Brisbane’s Metro Mining Ltd announced yesterday the execution of a non-binding letter of intent (LOI) to deliver between 500 thousand to one million metric tons per year to the People’s Republic of China’s Shandong Aluminium Company Limited (Lubei) for at least three years.
The LOI contemplates Metro Mining commencing the delivery in April of next year when mining operations begin at the firm’s Bauxite Hills mine. Metro says the LOI provides for a continued and immediate framework for the parties to come to terms on a long-term, binding Offtake Agreement in the near future.
Lubei, which is China’s fifth-largest importer of bauxite, turns out approximately one million metric tons of alumina each year at its plant near Wudi in the northeastern province of Shandong. The agreement in question will fill up to forty percent of the company’s total yearly bauxite imports of 2.5 million metric tons.
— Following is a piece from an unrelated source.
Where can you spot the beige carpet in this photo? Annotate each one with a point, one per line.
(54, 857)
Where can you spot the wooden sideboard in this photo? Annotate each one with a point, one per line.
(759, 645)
“While it is a non-binding agreement, this LOI shows the strong appetite for our bauxite in the Chinese refining market,” opined Metro’s Managing Director Simon Finnis.
“We are committed to proceed to a binding agreement as quickly as possible, and are extremely pleased to have attracted another strong counterparty in Lubei,” he went on.
“The proposed Lubei supply is in addition to the binding 7 million tonne, 4 year Offtake agreement signed with Xinfa in 2016 and, once completed, will put Metro in a very strong sales position for the ramp up phase of the Bauxite Hills Mine,” Finnis concluded.
Metro Mining is based in Brisbane, and began life when it was spun off from Cape Alumina Ltd. upon its takeover by MetroCoal Ltd in 2014. The firm has exploration rights in over 500 square miles of western Cape York, which is second to only Rio Tinto Alcan. Its primary asset is its Bauxite Hills Project, which is expected to yield up to four million metric tons per annum. Construction at the mine is scheduled to begin in June, with first production on pace to occur in April of next year.